NUNO is one of the world’s leading companies creating innovative, cutting-edge fabrics borne out of a respectful reverence for Japanese artisan heritage- “We weave new ideas”. Sudo has an intellectual curiosity and an unparalleled passion for experimenting with new yarns, inventive manufacturing technologies and unexpected finishing processes in tandem with questioning what new twist on tradition can be explored.
ANN RICHARDS
A scientific approach in creating woven, 3-D adornments for the body inspired by the natural world and the tactile experience of cloth. These also reminded me of origami in their constructed forms.
AINSLEY HILLARD
to and fro, 2010
Viscose weft, monofilament warp and acrylic.
Unique way of incorporating image onto cloth combining fields of print and weave which is certainly something I would be eager to explore in my future work. The delicate, fragile quality of the technique succeeds in creating ghoustly imagery.
LAURA THOMAS
Arc, 2010
Cotton, linen and nylon monofilament cast in acrylic.
Hand manipulated leno weave which presents many thought-provoking juxtapostions- hard vs soft, permanence vs impermanence and questions the viewer as to what weave can be. She says “To weave is to explore control and unpredictability, alchemy and transformation, narrative and myth, maths and emotion, cause and effect. The possibilities are endless…” I find it rather difficult to engage with these works as they are so cold and harsh to the touch unlike the fluid, tactile nature of woven cloth.
MAKEBA LEWIS
Neckpieces, 2010
Nine-carat gold, copper and silk.
Tactile neckpieces using crushed gold, silver or copper yarns juxtaposed with lustrous silk. Inspiration derived from the tale of 'Rumpelstiltskin' spinning straw into gold.
PETER COLLINGWOOD
Macrogauze 3DZ, 1980
Linen and steel rods.
An engineering aptitude made him renowned for adapting his loom to create seemingly impossible structures where warp threads traverse the width of the cloth.
SUE HILEY HARRIS
Eighteen Faces, Three Spaces, 2010
Paper yarn, indigo dyed.
Woven pleated and cocoon sculptural forms encompassing the study of fine art, a fascination with geometry, an abiding interest in science, a deep understanding of yarn and the practice of weaving. Once again I am reminded of origami!
PTOLEMY MANN
Monolith 1&3, 2009
Ikat-dyed cotton.
I have already seen her work (and that of Laura Thomas) at Ruthin Craft Centre. A passionate and innate sensitivity for colour that is absolutely absorbing. Using Ikat dying.
PRITI VEJA
White Sac, 2006
Cellophane, polyester, wire, reflective yarn and polyurethane coated cotton.

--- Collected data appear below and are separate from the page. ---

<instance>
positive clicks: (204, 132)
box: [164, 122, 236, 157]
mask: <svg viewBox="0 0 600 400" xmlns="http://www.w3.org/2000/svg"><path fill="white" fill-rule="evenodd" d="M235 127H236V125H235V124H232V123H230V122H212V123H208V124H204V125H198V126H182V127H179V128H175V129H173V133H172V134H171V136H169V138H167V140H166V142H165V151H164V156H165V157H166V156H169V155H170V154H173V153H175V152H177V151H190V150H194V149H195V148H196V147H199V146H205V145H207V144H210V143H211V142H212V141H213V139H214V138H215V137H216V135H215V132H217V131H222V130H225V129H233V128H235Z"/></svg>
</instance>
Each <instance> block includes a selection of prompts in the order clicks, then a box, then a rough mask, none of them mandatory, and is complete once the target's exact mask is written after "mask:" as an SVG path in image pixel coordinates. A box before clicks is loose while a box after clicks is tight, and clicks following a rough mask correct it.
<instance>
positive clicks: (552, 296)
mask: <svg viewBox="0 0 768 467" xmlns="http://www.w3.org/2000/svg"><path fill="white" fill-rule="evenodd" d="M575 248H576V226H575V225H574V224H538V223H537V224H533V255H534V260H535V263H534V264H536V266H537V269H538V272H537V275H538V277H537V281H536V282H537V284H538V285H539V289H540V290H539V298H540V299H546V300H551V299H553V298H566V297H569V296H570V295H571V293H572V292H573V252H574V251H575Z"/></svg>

Work from her Royal College graduate collection. Preoccupied with the principle of transformation through movement, light and mechanisation, Electroluminescent lighting technology and shape-malleable yarns are used to hypnotic effect.
Light Flow, 2006
Cellophane, phosphorescent lurex, polyester and electroluminescent light cable with power supply.

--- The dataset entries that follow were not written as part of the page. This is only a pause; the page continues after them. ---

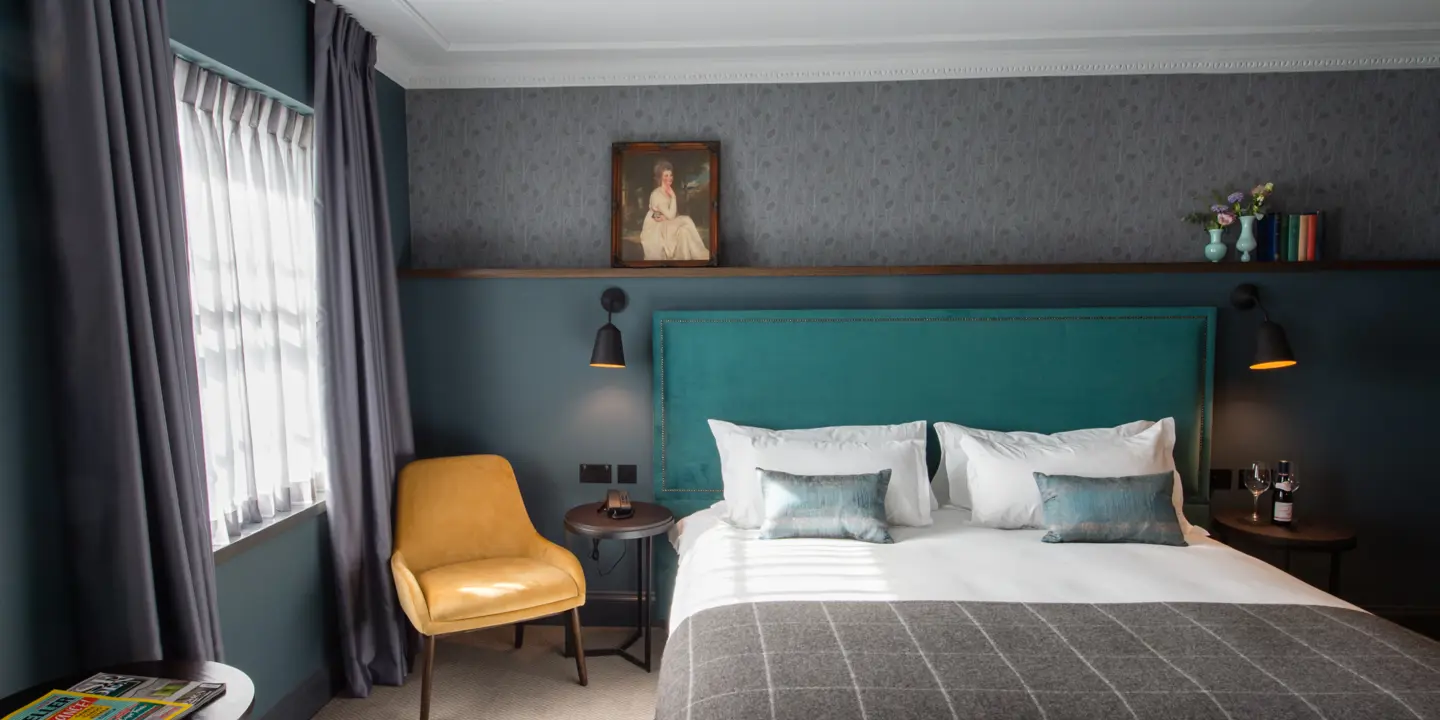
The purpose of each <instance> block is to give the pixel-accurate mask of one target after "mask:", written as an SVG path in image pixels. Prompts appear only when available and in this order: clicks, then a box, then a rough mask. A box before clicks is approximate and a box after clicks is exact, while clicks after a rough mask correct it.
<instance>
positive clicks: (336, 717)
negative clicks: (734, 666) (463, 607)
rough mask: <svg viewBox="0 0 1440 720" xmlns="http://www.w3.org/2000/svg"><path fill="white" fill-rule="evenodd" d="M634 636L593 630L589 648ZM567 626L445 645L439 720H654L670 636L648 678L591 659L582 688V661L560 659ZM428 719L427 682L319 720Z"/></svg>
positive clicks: (659, 654)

ISIMINI SAMANIDOU in collaboration with Gary Allson
Typically her work is characterised by complex Jaquard weave structures using multiple wefts to create captivating surfaces reminiscent of decaying walls, peeling paint or natural forms (useful for Transition project?). This work however, reveals an interest in creating a dialogue between weaving and other disciplines. CNC-milled wood surfaces have been created from magnified weave structures. Likewise digital 'drawings' and hand woven fabrics of extraordinary delicacy present a conversation between different making methodologies- all inspired by a handmade 'fan reed' Samanidou made on a recent British Council residency in Bangladesh. I really like the morse code intrigue of the work.